In Mzundu gehen mittlerweile 98 Prozent der Kinder zur Schule und bei rund 9'000 Menschen fliesst sauberes Wasser. Das Ergebnis erfolgreicher Projektarbeit.
Tansania ist eines der ärmsten Länder Afrikas. So ist neben Wasser, Hygiene und der Basisgesundheitsversorgung die Förderung der Landwirtschaft ein wichtiger Sektor. Hier hilft World Vision die Erträge zu steigern und Überschüsse zu erwirtschaften. Im ökonomischen Bereich fördern wir Kleingewerbe und Kooperativen. Darüber hinaus engagieren wir uns in den Bereichen HIV-Prävention, Aids-Behandlung und Bildung.
In der nordöstlichen Region Tanga, rund 450 Kilometer von der Stadt Arusha entfernt, führt World Vision Schweiz seit 1996 das Patenschaftsprojekt Mzundu. Hier leben etwa 74‘000 Menschen. Über 800 Kinder aus den ärmsten Familien sind derzeit im Patenschaftsprogramm integriert.
World Vision setzt sich in folgenden Bereichen ein
- Gesundheit und Ernährung: Gesundheitsvorsorge verbessern, Ausbildung von Geburts- und Gesundheitshelfern. Moskitonetze gegen Malaria. HIV- und Aids-Verbreitung durch Gesundheitsvorsorge, Schulung und Beratung verringern. Spezielle Unterstützung von Waisenkindern. Zugang zu Trinkwasser verbessern, um Krankheiten zu vermeiden.

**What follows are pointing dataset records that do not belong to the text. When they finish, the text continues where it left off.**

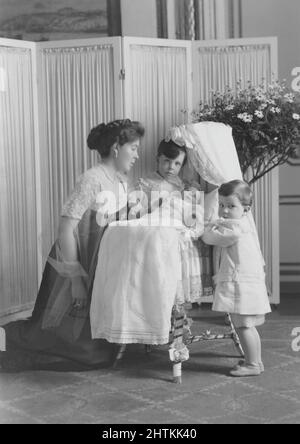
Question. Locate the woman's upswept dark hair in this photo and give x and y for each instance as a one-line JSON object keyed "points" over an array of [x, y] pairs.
{"points": [[171, 150], [104, 136], [237, 188]]}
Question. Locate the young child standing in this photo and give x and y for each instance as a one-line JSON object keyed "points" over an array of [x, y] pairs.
{"points": [[240, 276]]}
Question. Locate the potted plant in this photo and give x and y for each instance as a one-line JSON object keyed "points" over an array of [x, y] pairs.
{"points": [[265, 122]]}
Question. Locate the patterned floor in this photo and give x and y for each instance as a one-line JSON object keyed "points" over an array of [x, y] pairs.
{"points": [[141, 391]]}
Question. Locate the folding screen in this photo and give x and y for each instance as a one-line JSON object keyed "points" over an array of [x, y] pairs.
{"points": [[79, 88], [53, 93], [217, 64], [158, 90]]}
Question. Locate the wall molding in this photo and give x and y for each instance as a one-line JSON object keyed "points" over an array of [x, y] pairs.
{"points": [[114, 17], [292, 200]]}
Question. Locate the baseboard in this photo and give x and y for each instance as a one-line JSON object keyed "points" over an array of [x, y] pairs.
{"points": [[290, 288], [15, 317]]}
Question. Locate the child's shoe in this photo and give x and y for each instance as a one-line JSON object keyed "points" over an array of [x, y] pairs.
{"points": [[246, 371], [242, 364]]}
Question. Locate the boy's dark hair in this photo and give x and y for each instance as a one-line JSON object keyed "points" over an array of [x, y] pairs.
{"points": [[238, 188], [171, 150]]}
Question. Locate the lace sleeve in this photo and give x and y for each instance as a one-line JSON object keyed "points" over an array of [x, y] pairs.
{"points": [[83, 196]]}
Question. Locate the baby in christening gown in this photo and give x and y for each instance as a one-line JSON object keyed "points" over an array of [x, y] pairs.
{"points": [[152, 260]]}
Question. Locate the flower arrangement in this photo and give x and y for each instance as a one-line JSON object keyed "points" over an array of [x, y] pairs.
{"points": [[265, 122]]}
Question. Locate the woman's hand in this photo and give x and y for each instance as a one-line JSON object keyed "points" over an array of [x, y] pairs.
{"points": [[79, 294]]}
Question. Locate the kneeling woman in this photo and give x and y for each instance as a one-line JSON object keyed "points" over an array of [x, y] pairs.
{"points": [[60, 324]]}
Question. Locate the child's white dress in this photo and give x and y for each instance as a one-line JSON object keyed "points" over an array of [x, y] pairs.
{"points": [[190, 287], [240, 276], [143, 270]]}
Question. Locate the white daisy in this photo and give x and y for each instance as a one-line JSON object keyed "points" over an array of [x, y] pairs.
{"points": [[259, 114]]}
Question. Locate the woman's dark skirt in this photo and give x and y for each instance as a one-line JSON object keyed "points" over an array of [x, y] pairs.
{"points": [[29, 345]]}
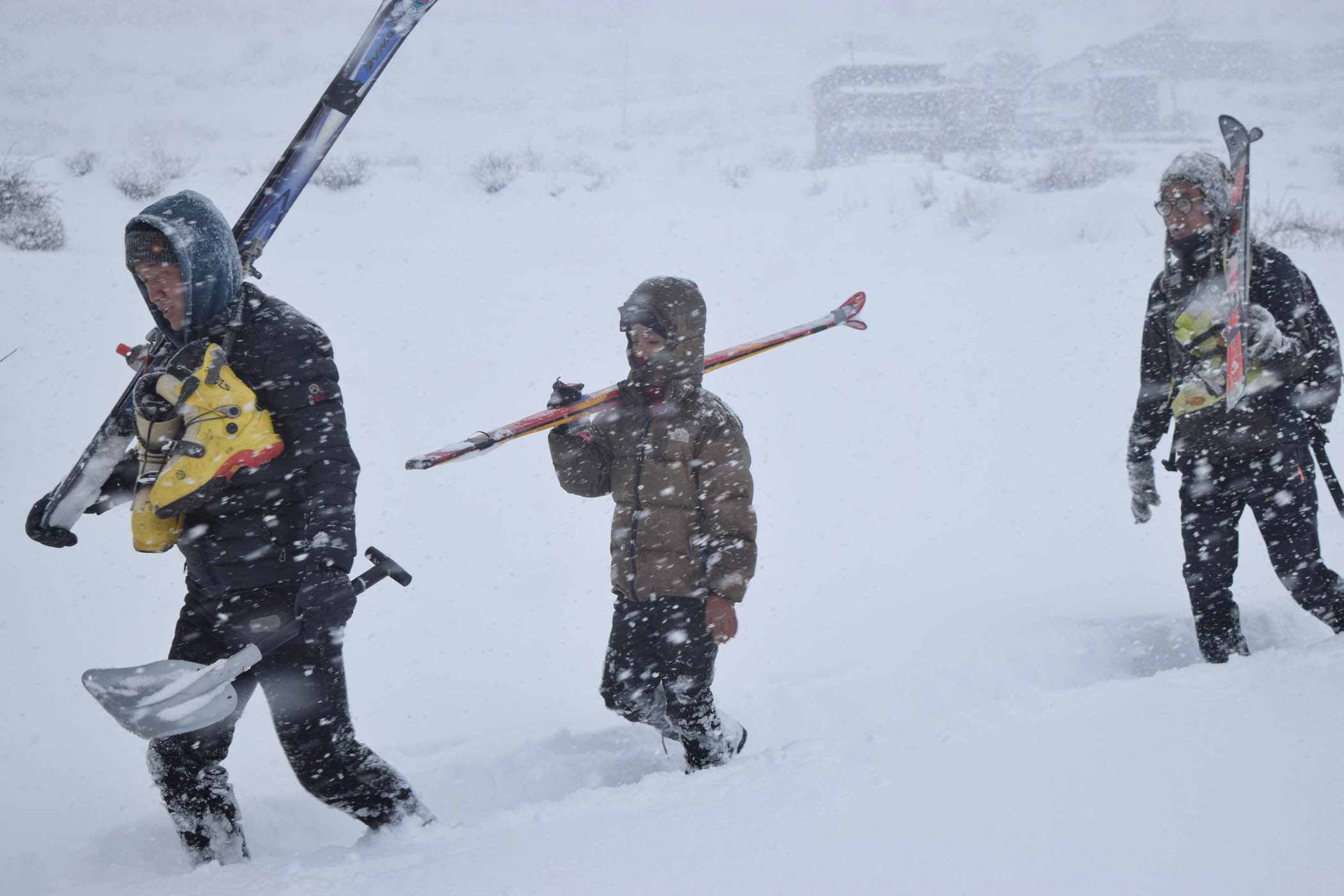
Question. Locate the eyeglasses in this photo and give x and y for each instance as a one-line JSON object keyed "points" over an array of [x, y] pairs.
{"points": [[1181, 205]]}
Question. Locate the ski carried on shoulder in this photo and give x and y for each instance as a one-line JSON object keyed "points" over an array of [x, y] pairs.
{"points": [[1237, 250], [476, 445], [259, 222]]}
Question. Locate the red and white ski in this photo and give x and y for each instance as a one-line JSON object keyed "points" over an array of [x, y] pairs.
{"points": [[1237, 250], [476, 445]]}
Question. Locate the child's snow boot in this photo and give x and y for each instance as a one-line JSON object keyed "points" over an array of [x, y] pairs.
{"points": [[225, 433], [722, 740]]}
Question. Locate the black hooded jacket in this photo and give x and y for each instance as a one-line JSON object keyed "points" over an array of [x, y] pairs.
{"points": [[294, 515], [1171, 369]]}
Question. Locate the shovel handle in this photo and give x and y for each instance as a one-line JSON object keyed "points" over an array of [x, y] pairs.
{"points": [[383, 567]]}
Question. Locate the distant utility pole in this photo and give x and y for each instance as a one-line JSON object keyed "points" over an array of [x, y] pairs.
{"points": [[625, 88]]}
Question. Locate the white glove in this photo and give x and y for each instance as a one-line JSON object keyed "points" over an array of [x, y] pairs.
{"points": [[1264, 339], [1143, 490]]}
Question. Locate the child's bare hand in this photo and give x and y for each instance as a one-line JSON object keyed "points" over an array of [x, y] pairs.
{"points": [[721, 618]]}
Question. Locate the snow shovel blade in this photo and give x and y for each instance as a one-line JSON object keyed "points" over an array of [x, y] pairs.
{"points": [[170, 696]]}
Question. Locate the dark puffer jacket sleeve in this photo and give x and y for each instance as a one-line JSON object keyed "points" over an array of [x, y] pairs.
{"points": [[1152, 413], [724, 492], [307, 410], [582, 467]]}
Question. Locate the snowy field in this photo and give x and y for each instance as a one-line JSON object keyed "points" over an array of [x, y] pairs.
{"points": [[963, 667]]}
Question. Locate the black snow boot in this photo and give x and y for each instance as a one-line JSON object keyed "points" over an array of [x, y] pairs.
{"points": [[1219, 633], [204, 810], [721, 743]]}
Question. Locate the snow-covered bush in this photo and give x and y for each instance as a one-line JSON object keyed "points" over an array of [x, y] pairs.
{"points": [[147, 178], [139, 180], [29, 216], [1285, 225], [495, 171], [81, 163], [926, 190], [171, 167], [1077, 168], [342, 173], [735, 177], [976, 209], [1338, 164]]}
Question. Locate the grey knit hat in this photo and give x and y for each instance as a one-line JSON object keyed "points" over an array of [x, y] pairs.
{"points": [[1207, 172], [144, 243]]}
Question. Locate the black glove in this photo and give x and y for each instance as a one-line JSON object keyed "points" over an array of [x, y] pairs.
{"points": [[565, 394], [49, 535], [324, 604]]}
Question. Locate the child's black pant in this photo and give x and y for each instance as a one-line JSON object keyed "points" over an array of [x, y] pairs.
{"points": [[660, 666], [1280, 490]]}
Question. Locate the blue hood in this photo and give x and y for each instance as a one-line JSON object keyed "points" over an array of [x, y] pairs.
{"points": [[211, 272]]}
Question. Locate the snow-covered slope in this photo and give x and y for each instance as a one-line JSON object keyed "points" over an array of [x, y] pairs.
{"points": [[963, 667]]}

- Schule und Bildung: Zugang verbessern durch den Bau und die Ausstattung von Schulhäusern, die Aus- und Weiterbildung von Lehrern, Sensibilisierung der Bevölkerung über Wichtigkeit des Schulbesuchs gerade für Mädchen.
- Landwirtschaft und Mikrofinanz: Bauernfamilien helfen ihre Selbstversorgung mit Nahrungsmitteln zu verbessern, um Mangelernährung zu verringern und Haushaltseinkommen zu erhöhen.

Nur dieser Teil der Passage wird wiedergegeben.